コペルニクス(1473年 - 1543年)はポーランドの天文学者で、「地動説(太陽中心説)」の提唱者として知られる人物です。コペルニクスはトルンの商人の息子で、クラクフ大学で受けた天文学の講義で宇宙観について考えるようになりました。その後イタリア留学中に古代ギリシアの文献を調べる中で、アリスタルコスやプトレマイオスの太陽中心説に影響を受け、当時支配的だった天動説(天体は地球を中心に回っているとする説)に疑問を抱くようになったようです。そして死の直前の1543年地動説を証明する『天体の回転について』の全編が刊行され、当時の天文学に激震を与えました。彼は近代科学成立のきっかけと作ったという意味でも非常に重要な役割を果たしたのです。
コペルニクス最大の功績といえば、やはり地動説の証明があげられるでしょう。地動説(太陽中心説)自体は古代においてもアリスタルコスらに主張されていましたが、彼の死後は忘れ去られ、中世にはいるとキリスト教の影響によりタブー視すらされるようになりました。天動説にもとづく宇宙観が、当時のキリスト教の価値観に合致していたためです。

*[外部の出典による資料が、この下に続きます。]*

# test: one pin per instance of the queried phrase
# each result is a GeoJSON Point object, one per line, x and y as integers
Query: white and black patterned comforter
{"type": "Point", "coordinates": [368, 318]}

しかしコペルニクスはキリスト教が存在しなかった古代ギリシア・ローマの古典に触れる中で、太陽中心説を信じるようになりました。そして肉眼による天体観測にもとづき、死の直前『天体の回転について』を刊行し地動説を証明。天文学に絶大な影響をもたらし、近代科学成立のきっかけを作ったのです。
コペルニクスが生きたのは1473年〜1543年、ガリレオが生きたのは1564年〜1642年。コペルニクスの死の約20年後にガリレオが生まれているので、直接的な関係はありません。しかしコペルニクスはアリスタルコス以来封印されていた地動説を再び表舞台に引っ張り出し体系化、それをガリレオが補完して完成させた、という世代を超えた関係性は非常に重要です。
天動説は当時のキリスト教の教義に取り込まれていたので、共に大反発に合いましたが、コペルニクスは特にお咎めがなかったのに対し、ガリレオは宗教裁判にかけられ自説の封印を命じられています。そのためコペルニクスは充実したまま生涯を終えているのに対し、ガリレオは不遇の晩年を送っています。
この処遇の違いは、2人の性格の違いにあるといわれていますね。コペルニクスが自説を維持したまま、教会の機嫌を損ねないように慎重なふるまいをしていたのに対し、ガリレオは論争好きで忖度しなかった為、正面から教会を敵に回してしまったのです。